Hard dollars are cash fees or payments made by an investor or customer to a brokerage firm in return for their services. Hard dollar payments are usually set amounts that are known before a customer begins dealing with a broker.
Hard dollar payments include set transaction charges, monthly account maintenance charges, as well as paying for research provided by the brokerage firm.
Understanding Hard Dollars
If an investor requires research from a brokerage, they can pay for those services via a cash payment. This would be considered a hard dollar payment for services. However, if the investor wants to pay a few with commission dollars available with another brokerage firm, the customer can allocate some of those commission dollars towards another brokerage firm to pay for services or research. This type of payment is known as soft dollars.
Example of Hard Dollars
For example, if a client is looking to receive research from a broker or investment bank, they will usually pay for the research by trading with the broker and generating commission dollars. However, if the client doesn't have a trading relationship with the bank or broker, they can send along a check for payment. This would be considered hard dollars.

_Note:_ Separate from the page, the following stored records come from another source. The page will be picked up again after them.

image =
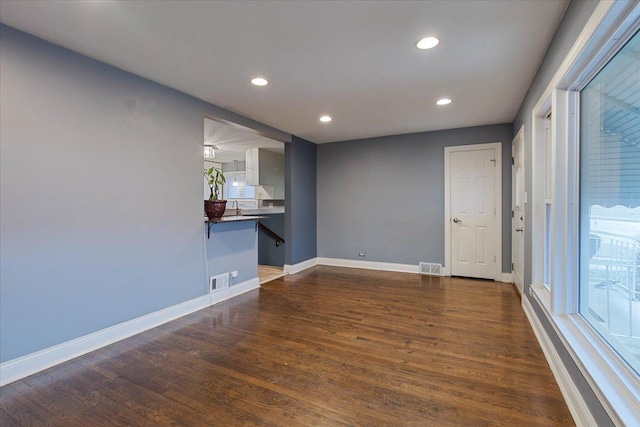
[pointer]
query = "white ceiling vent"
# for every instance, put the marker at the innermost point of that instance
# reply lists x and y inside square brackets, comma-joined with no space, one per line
[430,268]
[216,283]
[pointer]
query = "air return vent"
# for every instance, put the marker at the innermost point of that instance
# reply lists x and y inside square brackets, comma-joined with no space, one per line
[221,281]
[430,268]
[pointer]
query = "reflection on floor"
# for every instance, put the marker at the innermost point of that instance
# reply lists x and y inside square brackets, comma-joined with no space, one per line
[267,273]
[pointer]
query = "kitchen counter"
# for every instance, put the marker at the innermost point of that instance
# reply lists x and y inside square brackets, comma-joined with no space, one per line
[234,218]
[263,211]
[231,219]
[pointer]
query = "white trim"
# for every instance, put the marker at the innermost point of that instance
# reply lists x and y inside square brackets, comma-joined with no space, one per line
[577,406]
[369,265]
[607,375]
[24,366]
[497,146]
[519,136]
[507,278]
[297,268]
[615,385]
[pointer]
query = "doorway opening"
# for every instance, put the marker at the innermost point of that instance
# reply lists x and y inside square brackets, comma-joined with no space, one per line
[254,168]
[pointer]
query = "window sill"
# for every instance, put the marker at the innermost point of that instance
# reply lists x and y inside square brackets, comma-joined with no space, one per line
[614,383]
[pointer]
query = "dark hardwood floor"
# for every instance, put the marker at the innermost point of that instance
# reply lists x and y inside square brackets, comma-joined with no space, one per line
[327,347]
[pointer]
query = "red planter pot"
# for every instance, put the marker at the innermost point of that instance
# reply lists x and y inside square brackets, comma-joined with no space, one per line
[215,208]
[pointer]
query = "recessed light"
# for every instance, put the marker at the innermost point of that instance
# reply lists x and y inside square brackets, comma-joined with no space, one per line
[259,81]
[427,43]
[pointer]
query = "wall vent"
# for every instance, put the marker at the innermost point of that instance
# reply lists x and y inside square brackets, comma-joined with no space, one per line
[430,268]
[216,283]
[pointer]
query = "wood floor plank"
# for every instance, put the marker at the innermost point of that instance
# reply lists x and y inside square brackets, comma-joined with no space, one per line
[328,346]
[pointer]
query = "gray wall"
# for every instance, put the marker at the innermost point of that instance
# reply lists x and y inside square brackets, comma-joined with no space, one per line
[233,247]
[385,196]
[577,14]
[100,195]
[300,201]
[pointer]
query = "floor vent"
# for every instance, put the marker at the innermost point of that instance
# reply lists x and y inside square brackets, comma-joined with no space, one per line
[221,281]
[430,268]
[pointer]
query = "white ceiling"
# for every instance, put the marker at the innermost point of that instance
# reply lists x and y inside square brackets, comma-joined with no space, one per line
[353,60]
[232,142]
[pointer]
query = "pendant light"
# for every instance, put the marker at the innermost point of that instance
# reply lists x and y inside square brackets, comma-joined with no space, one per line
[235,182]
[209,151]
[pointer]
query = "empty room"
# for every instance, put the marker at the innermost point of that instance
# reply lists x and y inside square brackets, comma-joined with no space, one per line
[320,213]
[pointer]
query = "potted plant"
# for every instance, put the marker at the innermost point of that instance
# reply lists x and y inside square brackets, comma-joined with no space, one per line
[214,207]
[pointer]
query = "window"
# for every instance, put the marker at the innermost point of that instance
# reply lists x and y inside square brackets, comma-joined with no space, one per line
[609,278]
[548,191]
[585,269]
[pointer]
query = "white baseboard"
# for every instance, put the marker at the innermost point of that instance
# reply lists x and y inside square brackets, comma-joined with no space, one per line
[297,268]
[24,366]
[506,278]
[577,406]
[369,265]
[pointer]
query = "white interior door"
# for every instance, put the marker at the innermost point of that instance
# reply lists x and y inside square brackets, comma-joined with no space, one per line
[474,235]
[517,211]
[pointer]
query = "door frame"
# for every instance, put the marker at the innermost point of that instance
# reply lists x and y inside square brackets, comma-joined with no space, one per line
[497,182]
[519,137]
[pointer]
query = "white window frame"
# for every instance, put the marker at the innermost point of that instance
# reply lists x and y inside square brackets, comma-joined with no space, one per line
[614,383]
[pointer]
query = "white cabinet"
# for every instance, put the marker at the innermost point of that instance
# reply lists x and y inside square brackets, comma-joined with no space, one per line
[252,161]
[265,170]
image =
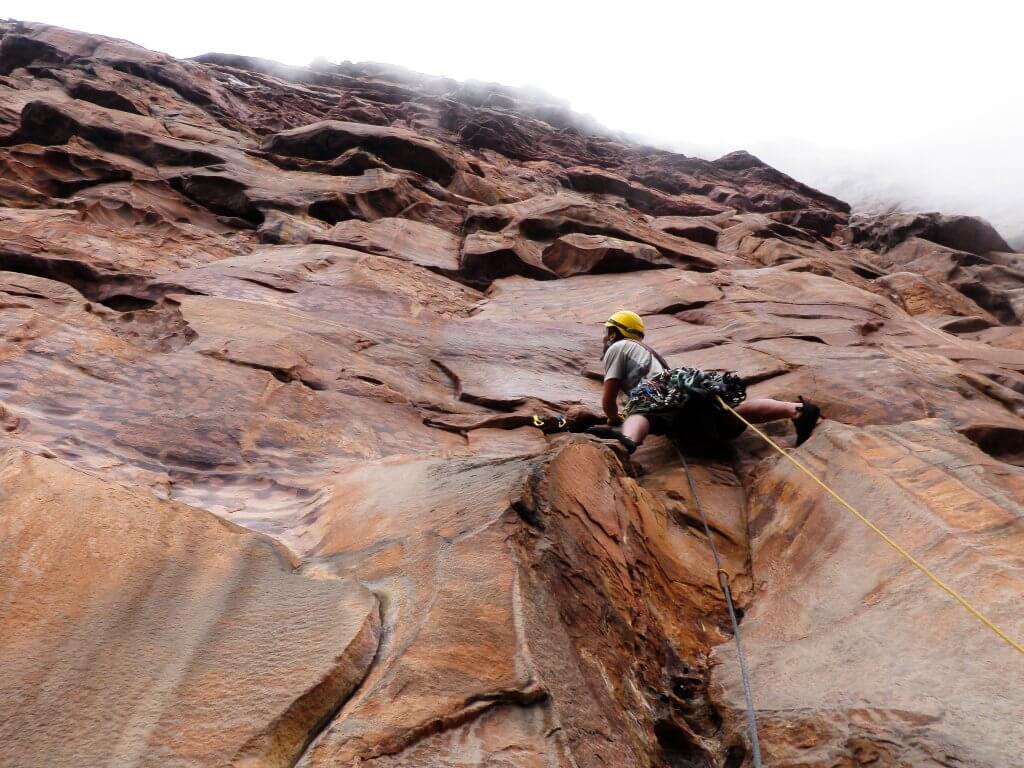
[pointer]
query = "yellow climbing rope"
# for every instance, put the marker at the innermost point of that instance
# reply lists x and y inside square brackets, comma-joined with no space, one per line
[916,563]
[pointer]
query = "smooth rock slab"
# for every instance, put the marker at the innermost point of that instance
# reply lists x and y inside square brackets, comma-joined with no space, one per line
[147,633]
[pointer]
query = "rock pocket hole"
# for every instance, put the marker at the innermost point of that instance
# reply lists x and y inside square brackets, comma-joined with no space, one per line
[735,757]
[678,748]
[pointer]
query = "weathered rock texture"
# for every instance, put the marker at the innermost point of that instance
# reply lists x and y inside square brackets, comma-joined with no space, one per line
[271,341]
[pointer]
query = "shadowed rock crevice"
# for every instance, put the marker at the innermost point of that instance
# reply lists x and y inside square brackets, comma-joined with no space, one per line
[117,291]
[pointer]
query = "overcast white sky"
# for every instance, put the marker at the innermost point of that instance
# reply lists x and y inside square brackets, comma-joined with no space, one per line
[918,100]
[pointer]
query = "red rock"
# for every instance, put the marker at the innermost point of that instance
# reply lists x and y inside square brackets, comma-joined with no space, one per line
[581,254]
[136,625]
[422,244]
[957,232]
[400,148]
[420,560]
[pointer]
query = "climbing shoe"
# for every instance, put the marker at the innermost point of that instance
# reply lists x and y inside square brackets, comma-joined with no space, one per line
[806,421]
[613,434]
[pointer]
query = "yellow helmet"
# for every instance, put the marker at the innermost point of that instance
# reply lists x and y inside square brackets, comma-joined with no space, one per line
[627,323]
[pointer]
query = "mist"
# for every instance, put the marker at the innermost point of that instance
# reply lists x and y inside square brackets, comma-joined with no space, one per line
[909,104]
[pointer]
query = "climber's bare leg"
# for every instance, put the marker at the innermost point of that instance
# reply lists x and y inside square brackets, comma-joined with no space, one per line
[761,410]
[636,428]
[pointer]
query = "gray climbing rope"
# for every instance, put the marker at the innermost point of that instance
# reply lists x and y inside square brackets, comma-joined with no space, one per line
[723,581]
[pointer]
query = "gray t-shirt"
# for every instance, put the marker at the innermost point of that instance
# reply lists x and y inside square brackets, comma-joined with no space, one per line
[631,363]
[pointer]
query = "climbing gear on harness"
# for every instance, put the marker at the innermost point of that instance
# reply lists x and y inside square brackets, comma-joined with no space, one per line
[612,434]
[806,421]
[723,582]
[671,389]
[906,555]
[548,424]
[629,324]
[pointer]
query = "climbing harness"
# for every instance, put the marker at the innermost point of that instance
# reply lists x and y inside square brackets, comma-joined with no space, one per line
[906,555]
[723,581]
[674,387]
[550,423]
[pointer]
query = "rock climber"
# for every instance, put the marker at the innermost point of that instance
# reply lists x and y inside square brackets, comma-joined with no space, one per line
[681,401]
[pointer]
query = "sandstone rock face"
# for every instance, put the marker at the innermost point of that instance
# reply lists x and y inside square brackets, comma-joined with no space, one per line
[272,493]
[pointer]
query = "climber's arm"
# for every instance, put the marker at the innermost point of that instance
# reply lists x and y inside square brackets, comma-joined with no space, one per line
[609,396]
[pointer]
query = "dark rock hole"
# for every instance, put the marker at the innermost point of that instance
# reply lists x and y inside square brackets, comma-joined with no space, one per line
[678,748]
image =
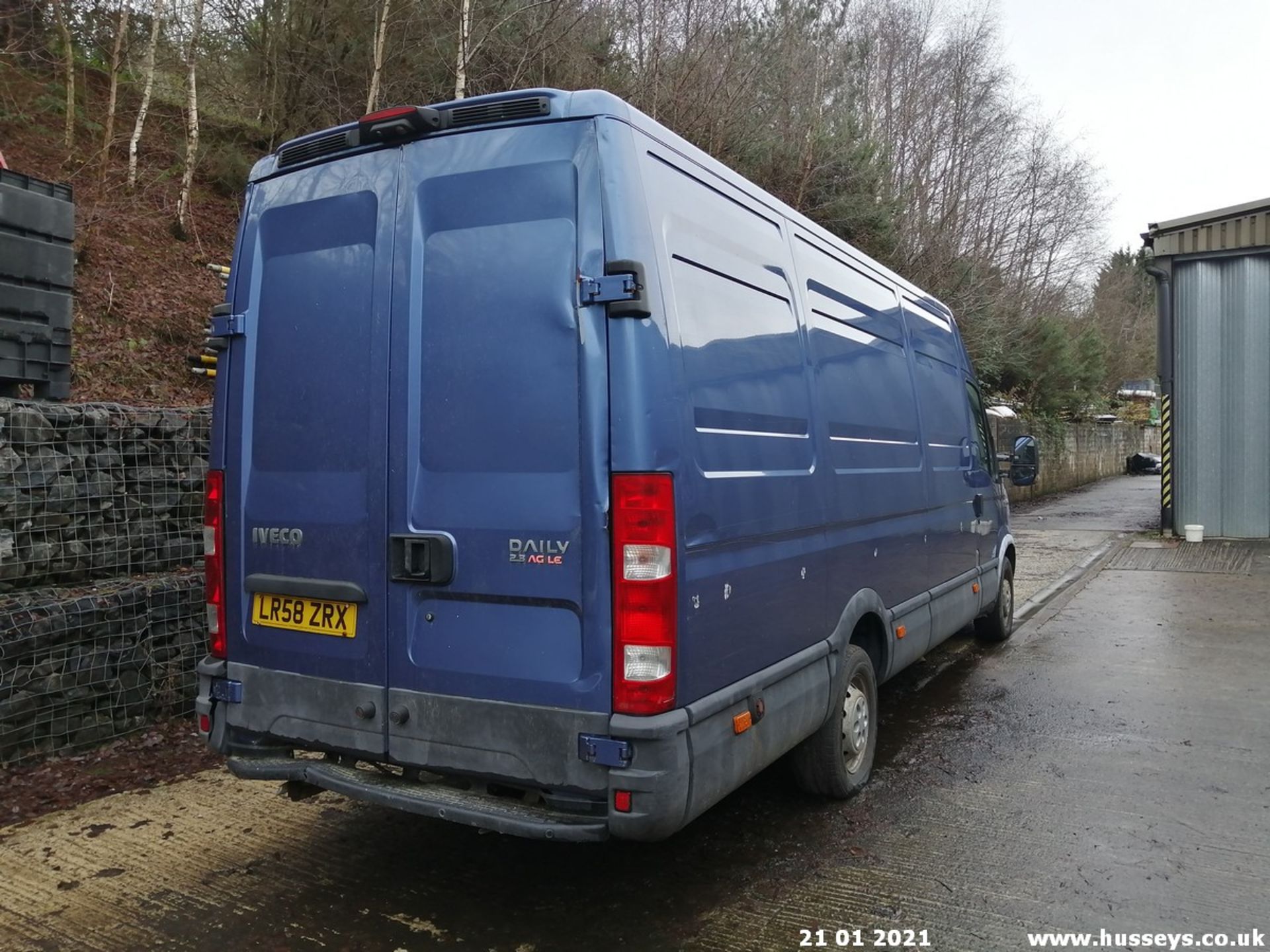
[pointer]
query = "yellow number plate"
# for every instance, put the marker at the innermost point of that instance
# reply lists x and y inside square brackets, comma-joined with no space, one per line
[317,616]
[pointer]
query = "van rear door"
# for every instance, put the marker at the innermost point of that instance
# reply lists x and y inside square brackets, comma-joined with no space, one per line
[306,454]
[498,442]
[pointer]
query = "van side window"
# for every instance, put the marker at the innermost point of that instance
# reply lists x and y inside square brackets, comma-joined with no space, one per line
[984,451]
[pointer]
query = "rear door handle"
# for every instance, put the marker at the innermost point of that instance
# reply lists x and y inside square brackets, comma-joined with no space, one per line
[427,559]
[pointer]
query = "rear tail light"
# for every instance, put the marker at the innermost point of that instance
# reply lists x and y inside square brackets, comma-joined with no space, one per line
[646,610]
[214,560]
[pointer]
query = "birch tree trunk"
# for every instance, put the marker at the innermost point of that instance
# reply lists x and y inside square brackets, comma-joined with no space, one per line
[116,55]
[372,98]
[187,178]
[465,32]
[69,60]
[149,74]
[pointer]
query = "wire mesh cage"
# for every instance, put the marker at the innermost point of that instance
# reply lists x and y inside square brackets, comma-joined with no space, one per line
[102,616]
[78,668]
[98,491]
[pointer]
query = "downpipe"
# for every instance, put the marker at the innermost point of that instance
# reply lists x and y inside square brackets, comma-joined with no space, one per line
[1165,368]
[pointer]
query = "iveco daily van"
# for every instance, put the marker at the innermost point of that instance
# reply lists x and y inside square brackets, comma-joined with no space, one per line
[562,479]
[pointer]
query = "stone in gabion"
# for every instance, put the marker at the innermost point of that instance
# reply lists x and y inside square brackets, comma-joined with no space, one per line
[93,492]
[80,668]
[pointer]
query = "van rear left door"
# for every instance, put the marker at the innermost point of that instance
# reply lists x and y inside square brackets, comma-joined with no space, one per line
[306,433]
[498,450]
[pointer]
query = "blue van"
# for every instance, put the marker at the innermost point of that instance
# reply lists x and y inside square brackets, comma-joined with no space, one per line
[562,479]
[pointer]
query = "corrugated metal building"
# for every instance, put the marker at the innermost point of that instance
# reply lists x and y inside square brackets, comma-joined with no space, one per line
[1213,276]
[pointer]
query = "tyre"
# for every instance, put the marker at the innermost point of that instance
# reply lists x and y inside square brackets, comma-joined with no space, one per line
[999,623]
[835,762]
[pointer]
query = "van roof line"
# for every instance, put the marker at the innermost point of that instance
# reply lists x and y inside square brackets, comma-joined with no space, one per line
[589,103]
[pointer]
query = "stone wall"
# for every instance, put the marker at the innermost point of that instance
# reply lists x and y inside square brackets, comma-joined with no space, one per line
[1083,452]
[102,614]
[78,668]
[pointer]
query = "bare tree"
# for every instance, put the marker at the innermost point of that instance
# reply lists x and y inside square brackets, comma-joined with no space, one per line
[148,71]
[464,56]
[372,97]
[468,48]
[69,69]
[187,178]
[121,30]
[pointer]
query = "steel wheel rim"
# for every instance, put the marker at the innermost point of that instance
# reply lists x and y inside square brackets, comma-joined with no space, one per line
[857,723]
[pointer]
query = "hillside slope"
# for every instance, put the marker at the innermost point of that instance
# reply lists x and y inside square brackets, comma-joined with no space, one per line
[142,294]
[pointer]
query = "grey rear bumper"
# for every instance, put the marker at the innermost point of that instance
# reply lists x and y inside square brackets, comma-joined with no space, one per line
[427,799]
[683,761]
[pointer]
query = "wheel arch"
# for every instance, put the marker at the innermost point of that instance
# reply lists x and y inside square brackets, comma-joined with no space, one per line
[865,621]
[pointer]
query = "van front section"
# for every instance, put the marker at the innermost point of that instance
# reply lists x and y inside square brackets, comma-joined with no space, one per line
[408,517]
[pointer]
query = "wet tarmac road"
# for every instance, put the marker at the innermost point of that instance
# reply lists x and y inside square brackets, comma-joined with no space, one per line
[1108,768]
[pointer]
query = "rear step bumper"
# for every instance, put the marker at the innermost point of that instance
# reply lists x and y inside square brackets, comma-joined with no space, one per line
[426,799]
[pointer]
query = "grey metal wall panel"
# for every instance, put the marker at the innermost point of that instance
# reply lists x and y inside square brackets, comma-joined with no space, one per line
[1222,395]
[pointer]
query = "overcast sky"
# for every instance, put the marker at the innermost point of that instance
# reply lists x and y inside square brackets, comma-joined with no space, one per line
[1169,97]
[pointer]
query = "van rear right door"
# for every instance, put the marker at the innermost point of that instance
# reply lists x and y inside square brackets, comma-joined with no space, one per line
[306,454]
[498,450]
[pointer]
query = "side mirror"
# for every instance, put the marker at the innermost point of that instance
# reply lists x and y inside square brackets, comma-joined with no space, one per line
[1024,461]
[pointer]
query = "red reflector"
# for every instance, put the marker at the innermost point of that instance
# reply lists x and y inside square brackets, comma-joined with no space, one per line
[646,608]
[390,113]
[214,561]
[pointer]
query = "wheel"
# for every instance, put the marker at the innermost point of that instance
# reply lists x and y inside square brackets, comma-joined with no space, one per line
[835,762]
[999,623]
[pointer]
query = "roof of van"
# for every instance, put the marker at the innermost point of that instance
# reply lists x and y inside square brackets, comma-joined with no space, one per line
[588,103]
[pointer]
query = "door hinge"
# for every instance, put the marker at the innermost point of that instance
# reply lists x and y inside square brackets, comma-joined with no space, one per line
[621,288]
[611,287]
[224,323]
[228,691]
[607,752]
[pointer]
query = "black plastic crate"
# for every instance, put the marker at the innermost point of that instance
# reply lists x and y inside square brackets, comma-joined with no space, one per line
[37,276]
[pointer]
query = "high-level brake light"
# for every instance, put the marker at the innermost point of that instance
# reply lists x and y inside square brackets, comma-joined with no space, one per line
[398,122]
[646,611]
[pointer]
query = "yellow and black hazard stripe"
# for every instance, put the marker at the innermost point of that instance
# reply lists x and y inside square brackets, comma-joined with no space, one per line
[1166,452]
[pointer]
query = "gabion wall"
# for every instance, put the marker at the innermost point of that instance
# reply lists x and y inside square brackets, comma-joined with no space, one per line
[102,614]
[95,492]
[77,669]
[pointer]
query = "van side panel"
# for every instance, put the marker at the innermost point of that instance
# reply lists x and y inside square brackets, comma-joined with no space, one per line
[876,462]
[499,414]
[749,500]
[952,547]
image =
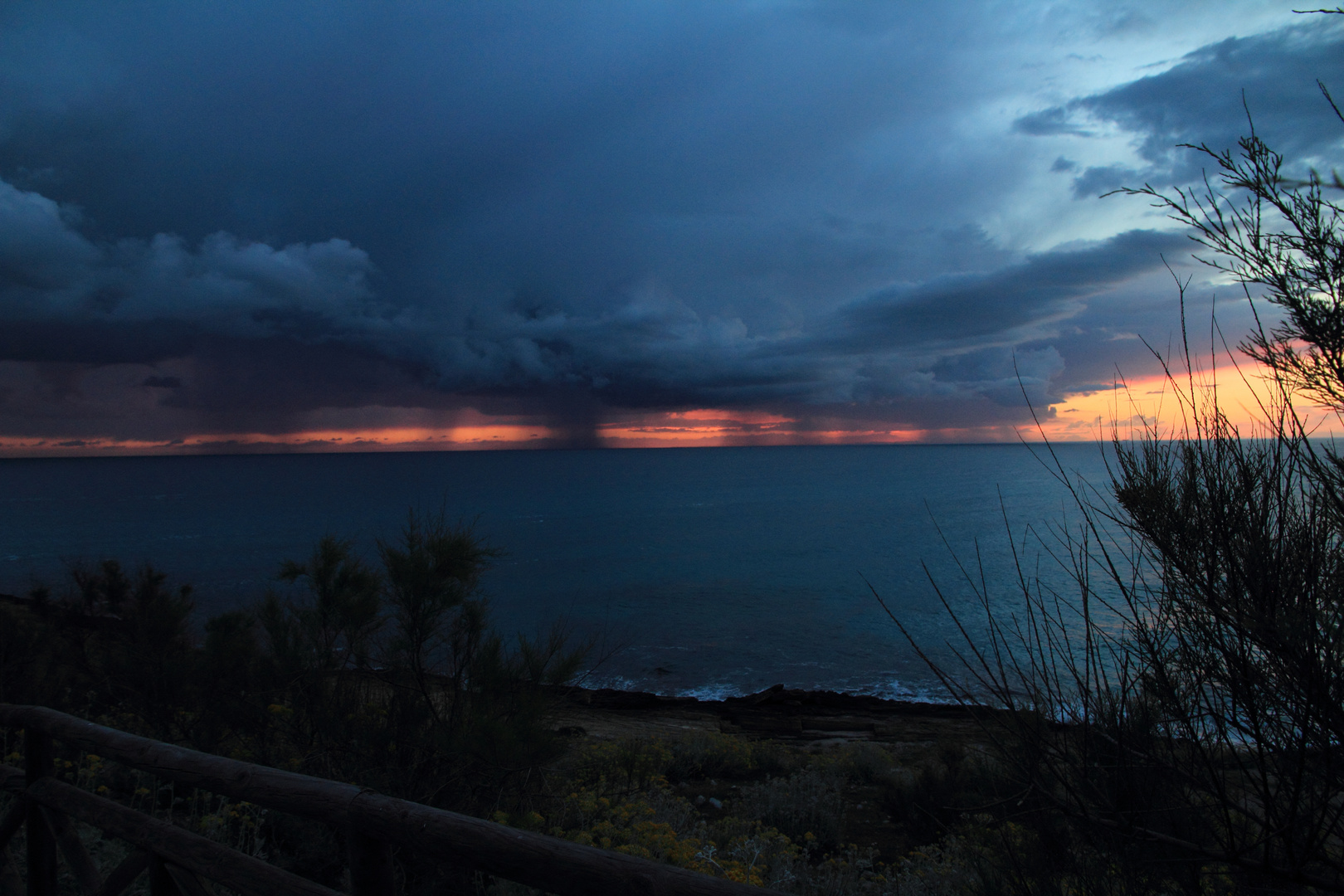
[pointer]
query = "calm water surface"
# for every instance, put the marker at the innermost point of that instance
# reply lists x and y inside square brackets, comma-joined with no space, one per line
[719,570]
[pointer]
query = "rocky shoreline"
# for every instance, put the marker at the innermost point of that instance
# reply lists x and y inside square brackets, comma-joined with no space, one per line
[808,718]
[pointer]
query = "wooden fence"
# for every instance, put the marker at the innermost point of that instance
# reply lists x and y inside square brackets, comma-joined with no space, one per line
[179,860]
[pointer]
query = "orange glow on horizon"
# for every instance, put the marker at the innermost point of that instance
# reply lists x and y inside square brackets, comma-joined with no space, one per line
[1085,416]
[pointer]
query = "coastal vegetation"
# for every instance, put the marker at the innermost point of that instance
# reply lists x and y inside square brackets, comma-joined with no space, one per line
[1172,723]
[1177,709]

If the client has a soft dollar arrangement with another broker, meaning they have commission funds set aside to pay for research and other needs, they can direct the soft dollar broker to pay another broker for research. If the client, rather than sending a hard check, directs the soft dollar broker to pay a firm for their research, this would be a soft dollar payment.
In other words, hard dollars differ from soft dollar payments because soft dollar payments are paid within the commission revenue from making trades or deducted from the value of any other transactions. Another way to look at it is that hard dollar payments are physical 'actual' payments in cash, whereas soft dollars are paid with commission dollars generated with a soft dollar broker.